Yine Emek, Yine Emek..
İnsanların ellerine fırsat verilince nasıl acımasızca eleştiri yaptıklarını hepimiz biliriz. Konu hakkında en ufak bir bilgiye dahi olmasalar bile çoğu zaman negatif yönde yorumlar yaparlar. Aynı işleri buyurun siz yapın denildiğinde ise kimseyi bulamayız. İş icraata gelince hiçbir girişimde bulunmayıp kenara çekilirler. İşin iyi gidişatına göre ortak olup pay almaya çalışırlar. Bu tip kişiler için yapılan iş ve onun için harcanan emek önemli değildir. Bir kimsenin, kendisine iş verilmeye uygunluk, yaraşırlık durumu olan liyakat ise ölçü bile olmaz. Çok hoşuma giden bir hikâyeyi bu konuya güzel bir örnek olması için sizlerle paylaşıyorum. Umarım hiç kimsenin emeği karşılıksız kalmaz.
Hindistan da çok ünlü bir ressam varmış. Herkes bu ressamın yaptıklarını kusursuz kabul edecek kadar beğenirmiş. Ve onu "Renklerin Ustası" anlamına gelen Ranga Çeleri olarak tanısa da; kısaca Ranga Guru derlermiş.
Onun yetiştirdiği bir ressam olan Taciçi ise artık eğitimini tamamlamış ve son resmini yaparak Ranga Guru'ya götürmüş ve ondan resmini değerlendirmesini istemiş. Ranga Guru ise; “Sen artık ressam sayılırsın Tacaçi. Artık senin resmini halk değerlendirecek” diyerek resmi şehrin en kalabalık meydanına götürmesini ve en görünen yerine koymasını istemiş.
Yanına da kırmızı bir kalem koyarak halktan beğenmedikleri yerlere çarpı koymalarını rica eden bir yazı bırakmasını istemiş.
Taciçi denileni yapmış. Ve birkaç gün sonra resme bakmaya gittiğinde görmüş ki, tüm resim çarpılar içinde ve neredeyse görünmüyor. Çok üzülmüş tabiî. Emeğini ve yüreğini koyarak yaptığı tablo kırmızıdan bir duvar sanki. Alıp resmi götürmüş Ranga Guru'ya ve ne kadar üzgün olduğunu belirtmiş. Ranga Guru üzülmemesini ve yeniden resme devam etmesini önermiş. Taciçi yeniden yapmış resmi ve gene Ranga Guru'ya götürmüş.
Tekrar şehrin en kalabalık meydanına bırakmasını istemiş Ranga Guru. Ama bu defa yanına bir palet dolusu çeşitli renklerde yağlı boya, birkaç fırça ile birlikte. Ve yanına insanlardan beğenmedikleri yerleri düzeltmesini rica eden bir yazı ile birlikte bırakmasını istemiş. Taciçi denileni yapmış. Birkaç gün sonra gittiği meydanda görmüş ki resmine hiç dokunulmamış, fırçalar da, boyalarda kullanılmamış.

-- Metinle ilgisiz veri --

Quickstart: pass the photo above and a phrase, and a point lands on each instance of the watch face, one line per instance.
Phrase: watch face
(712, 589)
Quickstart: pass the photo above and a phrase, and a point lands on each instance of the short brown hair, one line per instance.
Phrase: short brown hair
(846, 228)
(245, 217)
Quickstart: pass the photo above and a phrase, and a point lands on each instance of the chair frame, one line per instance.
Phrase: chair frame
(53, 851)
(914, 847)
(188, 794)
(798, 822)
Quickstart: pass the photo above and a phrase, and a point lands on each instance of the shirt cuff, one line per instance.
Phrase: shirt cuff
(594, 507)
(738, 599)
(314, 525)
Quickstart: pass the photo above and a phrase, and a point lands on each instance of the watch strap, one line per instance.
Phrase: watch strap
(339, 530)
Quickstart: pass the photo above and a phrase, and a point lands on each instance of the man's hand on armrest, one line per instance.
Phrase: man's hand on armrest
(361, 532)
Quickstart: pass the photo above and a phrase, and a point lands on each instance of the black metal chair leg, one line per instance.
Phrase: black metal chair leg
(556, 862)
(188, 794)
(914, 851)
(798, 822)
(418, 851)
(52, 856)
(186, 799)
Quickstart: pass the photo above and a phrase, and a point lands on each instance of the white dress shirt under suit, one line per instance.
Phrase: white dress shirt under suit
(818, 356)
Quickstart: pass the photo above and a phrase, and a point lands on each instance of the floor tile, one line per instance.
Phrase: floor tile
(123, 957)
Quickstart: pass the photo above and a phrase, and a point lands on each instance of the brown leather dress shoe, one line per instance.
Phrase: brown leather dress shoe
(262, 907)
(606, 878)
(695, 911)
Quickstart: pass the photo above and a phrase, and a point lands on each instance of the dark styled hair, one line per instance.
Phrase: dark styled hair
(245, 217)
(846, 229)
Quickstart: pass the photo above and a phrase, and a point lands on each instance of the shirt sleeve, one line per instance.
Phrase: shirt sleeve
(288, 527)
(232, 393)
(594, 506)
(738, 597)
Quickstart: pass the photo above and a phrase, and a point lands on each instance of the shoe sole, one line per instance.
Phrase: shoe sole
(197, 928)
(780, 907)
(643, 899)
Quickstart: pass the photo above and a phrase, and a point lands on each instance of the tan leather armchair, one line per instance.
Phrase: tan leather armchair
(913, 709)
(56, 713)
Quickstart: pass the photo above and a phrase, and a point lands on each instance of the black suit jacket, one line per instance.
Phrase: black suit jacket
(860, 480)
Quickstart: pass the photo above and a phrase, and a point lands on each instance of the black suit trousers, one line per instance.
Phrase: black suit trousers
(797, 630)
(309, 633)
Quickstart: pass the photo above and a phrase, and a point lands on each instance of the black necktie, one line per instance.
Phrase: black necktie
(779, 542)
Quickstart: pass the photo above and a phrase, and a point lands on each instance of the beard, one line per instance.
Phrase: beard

Çok sevinmiş ve koşarak Ranga Guru'ya gitmiş ve resme dokunulmadığını anlatmış. Ranga Guru ise; “Sevgili Taciçi, sen birinci konumda insanlara fırsat verildiğinde ne kadar acımasız bir eleştiri sağanağı ile karşılaşılabileceğini gördün. Hayatında resim yapmamış insanlar dahi gelip senin resmini karaladı. Oysa ikinci konumda onlardan hatalarını düzeltmelerini istedin, yapıcı olmalarını istedin. Yapıcı olmak eğitim gerektirir. Hiç kimse bilmediği bir konuyu düzeltmeye kalkmadı, cesaret edemedi. Sevgili Taciçi, mesleğinde usta olman yetmez, bilge de olmalısın. Emeğinin karşılığını, ne yaptığından haberi olmayan insanlardan alamazsın. Onlara göre senin emeğinin hiç bir değeri yoktur. Sakın emeğini bilmeyenlere sunma ve asla bilmeyenle tartışma” demiş.